# Moth Season is here!!!!!



## IowaLez (Mar 6, 2006)

:grump:

People, check your fibers NOW! Moths are here and they want your wool, mohair, and silk. 

Know this: lavender and herbs do NOT PREVENT moths. They are only a DETERRENT, and I wouldn't trust them at all to keep my fibers safe. Maybe in my basket beside my chair of stuff I'm currently working with, but not my stored goods. 

How do you kill the moths? There are a few ways. 

Freezing does not kill the eggs of wool moths at all. Only the live moths and larvae. The eggs can hatch later and re-infest your fiber when you least expect it. 

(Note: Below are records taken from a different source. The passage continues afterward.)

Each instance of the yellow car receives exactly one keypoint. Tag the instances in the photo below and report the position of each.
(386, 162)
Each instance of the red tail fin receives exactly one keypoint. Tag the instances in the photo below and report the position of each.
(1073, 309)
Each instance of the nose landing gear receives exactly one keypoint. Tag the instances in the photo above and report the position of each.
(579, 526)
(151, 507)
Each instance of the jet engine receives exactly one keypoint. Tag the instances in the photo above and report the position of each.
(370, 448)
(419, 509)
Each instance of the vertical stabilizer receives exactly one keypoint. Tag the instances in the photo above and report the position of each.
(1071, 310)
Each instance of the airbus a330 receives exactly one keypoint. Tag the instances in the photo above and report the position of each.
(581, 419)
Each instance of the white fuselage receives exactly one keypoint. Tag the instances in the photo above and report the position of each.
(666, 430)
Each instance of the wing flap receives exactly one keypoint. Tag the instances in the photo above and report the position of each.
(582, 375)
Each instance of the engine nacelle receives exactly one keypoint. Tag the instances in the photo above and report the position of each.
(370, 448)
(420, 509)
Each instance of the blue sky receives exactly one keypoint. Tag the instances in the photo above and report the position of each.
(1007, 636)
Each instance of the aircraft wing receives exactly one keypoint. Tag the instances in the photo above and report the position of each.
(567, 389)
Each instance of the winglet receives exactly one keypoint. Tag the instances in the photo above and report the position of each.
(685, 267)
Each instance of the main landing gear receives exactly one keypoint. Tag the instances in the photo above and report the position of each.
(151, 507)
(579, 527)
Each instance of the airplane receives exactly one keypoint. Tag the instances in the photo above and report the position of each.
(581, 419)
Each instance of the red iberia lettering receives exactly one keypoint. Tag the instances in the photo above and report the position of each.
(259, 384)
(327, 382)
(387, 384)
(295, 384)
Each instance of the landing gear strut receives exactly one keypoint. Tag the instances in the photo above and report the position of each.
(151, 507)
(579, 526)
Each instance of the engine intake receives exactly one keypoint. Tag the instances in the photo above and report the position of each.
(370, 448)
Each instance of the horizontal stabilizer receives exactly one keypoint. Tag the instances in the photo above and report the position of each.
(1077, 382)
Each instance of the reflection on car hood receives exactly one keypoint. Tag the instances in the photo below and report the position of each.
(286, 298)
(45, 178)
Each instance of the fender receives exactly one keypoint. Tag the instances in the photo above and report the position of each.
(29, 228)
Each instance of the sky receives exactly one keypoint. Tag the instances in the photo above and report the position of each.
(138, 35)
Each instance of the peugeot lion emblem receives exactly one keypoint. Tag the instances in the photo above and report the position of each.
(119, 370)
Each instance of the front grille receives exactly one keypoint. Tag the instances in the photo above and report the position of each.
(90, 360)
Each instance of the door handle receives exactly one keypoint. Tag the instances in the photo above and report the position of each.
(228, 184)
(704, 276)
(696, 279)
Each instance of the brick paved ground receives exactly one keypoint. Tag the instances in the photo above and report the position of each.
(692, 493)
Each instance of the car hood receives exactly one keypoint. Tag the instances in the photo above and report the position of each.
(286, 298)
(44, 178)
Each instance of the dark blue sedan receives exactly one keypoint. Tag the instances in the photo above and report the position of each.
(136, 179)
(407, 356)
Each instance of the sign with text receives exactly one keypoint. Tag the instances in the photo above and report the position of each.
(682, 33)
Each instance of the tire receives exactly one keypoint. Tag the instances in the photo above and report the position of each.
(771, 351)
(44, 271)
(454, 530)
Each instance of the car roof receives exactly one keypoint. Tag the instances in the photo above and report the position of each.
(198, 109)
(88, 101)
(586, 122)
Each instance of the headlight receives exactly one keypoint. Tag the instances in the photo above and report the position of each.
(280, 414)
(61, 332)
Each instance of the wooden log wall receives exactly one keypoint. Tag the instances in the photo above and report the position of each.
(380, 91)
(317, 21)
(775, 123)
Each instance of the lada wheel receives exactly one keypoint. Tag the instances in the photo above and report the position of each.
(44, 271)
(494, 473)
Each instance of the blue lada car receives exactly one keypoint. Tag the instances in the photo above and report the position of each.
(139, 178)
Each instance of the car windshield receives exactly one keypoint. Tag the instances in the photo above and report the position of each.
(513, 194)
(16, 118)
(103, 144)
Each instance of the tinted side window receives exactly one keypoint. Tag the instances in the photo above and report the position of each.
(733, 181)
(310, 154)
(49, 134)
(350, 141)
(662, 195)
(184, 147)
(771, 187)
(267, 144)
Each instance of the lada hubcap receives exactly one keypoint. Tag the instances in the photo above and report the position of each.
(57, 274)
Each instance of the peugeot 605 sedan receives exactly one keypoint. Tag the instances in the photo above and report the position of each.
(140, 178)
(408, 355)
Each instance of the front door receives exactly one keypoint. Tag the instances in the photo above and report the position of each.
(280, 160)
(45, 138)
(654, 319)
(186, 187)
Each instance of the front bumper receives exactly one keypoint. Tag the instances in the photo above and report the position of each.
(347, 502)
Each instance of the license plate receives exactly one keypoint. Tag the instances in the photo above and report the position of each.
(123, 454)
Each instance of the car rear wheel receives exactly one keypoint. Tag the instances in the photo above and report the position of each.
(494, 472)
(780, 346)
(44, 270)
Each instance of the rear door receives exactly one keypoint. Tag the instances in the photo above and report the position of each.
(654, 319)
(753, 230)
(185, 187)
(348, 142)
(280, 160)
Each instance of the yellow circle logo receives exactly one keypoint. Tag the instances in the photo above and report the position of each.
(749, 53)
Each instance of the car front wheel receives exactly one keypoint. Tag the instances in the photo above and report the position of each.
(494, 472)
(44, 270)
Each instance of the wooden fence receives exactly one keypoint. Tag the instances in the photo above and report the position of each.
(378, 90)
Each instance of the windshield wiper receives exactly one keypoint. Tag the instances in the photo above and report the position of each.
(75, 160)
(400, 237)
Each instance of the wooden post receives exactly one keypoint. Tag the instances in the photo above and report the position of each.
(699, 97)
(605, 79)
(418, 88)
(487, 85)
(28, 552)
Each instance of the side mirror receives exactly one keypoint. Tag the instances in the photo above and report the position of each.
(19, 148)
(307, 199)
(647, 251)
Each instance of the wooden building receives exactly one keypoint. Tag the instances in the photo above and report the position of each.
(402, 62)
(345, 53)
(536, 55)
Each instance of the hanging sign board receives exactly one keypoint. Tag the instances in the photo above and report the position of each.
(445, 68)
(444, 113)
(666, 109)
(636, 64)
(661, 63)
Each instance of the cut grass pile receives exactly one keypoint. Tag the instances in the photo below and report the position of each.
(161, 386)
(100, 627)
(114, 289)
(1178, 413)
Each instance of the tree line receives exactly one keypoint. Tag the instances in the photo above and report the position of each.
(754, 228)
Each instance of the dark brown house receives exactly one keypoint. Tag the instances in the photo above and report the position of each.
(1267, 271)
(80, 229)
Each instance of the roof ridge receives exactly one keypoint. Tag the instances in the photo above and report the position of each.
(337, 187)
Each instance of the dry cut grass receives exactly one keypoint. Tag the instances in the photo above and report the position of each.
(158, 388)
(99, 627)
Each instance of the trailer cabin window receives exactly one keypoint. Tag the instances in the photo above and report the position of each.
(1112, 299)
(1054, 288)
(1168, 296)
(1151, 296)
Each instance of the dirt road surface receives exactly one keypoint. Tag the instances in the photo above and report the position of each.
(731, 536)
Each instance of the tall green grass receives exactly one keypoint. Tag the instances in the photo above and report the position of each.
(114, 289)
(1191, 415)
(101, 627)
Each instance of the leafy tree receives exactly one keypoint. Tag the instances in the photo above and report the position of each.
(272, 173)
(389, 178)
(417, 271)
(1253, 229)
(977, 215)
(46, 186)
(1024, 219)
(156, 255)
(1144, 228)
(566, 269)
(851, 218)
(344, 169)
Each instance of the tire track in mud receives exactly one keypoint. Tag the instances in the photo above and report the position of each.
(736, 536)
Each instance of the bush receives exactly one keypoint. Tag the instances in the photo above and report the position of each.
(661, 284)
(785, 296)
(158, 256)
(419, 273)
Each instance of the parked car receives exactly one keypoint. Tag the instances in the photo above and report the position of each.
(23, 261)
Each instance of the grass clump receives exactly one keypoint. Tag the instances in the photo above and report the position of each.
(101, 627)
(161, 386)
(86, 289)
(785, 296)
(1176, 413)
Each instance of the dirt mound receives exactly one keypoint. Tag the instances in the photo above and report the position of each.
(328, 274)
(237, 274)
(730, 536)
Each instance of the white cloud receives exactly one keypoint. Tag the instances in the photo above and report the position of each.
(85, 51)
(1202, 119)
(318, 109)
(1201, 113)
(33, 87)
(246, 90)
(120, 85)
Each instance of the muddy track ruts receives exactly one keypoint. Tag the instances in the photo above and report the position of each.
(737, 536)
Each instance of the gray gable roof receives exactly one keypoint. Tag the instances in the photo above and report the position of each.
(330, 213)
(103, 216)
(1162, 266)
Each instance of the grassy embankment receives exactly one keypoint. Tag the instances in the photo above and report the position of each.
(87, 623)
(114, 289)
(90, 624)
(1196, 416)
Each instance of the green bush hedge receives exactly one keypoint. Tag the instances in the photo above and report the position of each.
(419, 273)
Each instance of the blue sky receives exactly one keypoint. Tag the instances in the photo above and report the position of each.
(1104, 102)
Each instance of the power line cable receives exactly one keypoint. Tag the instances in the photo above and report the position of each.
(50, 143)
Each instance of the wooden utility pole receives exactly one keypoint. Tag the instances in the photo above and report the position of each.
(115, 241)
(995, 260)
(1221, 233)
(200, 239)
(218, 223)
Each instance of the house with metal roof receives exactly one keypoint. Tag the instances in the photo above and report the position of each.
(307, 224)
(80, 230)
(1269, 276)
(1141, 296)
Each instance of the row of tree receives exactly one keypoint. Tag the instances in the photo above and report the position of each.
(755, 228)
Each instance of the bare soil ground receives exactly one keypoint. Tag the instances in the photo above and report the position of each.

The moth balls KILL the MOTHS, EGGS, and LARVAE. ALL of the boogers. You have to keep the container or closet sealed airtight for 7 days with plenty of moth balls in the space, scattered about through all the layers of boxes and bags and stacks of goods. That's what the box of moth balls says. 

You can bake the fibers in the oven on low and kill the boogers. You can microwave the wool just enough to kill them, too. Don't overdo it with a powerful oven, tho, like the one we used to have. 

You can also put the fiber into plastic bags and bake them for 3 days in a hot car, or out in hot sunshine. 

You can kill them by washing the wool in very hot water with detergent.

The other day I found 2 moths in a loose bag of processed wool. Yesterday I found a few more were getting into some boxes of wool in the hallway. Nothing horrible, I found them just in time. I had checked the bags 4 days before and not found any moths at all.

I freaked. I had Honey go buy lots of moth balls. I had had some in the wool closet, but they evaporated and were gone. I put the bags inside a thick contractor clean up bag with moth balls and I shake it now and then to mix up the air inside it. It's tied shut and air tight. The large shipping boxes of wool I stacked inside my dedicated wool closet. The closet is pretty darn full. I think I have about 50 pounds of wool in it. I put lots of balls in it and taped the cracks around the door sealed shut with duct tape. I am determined to kill these moths and their nasty spawn!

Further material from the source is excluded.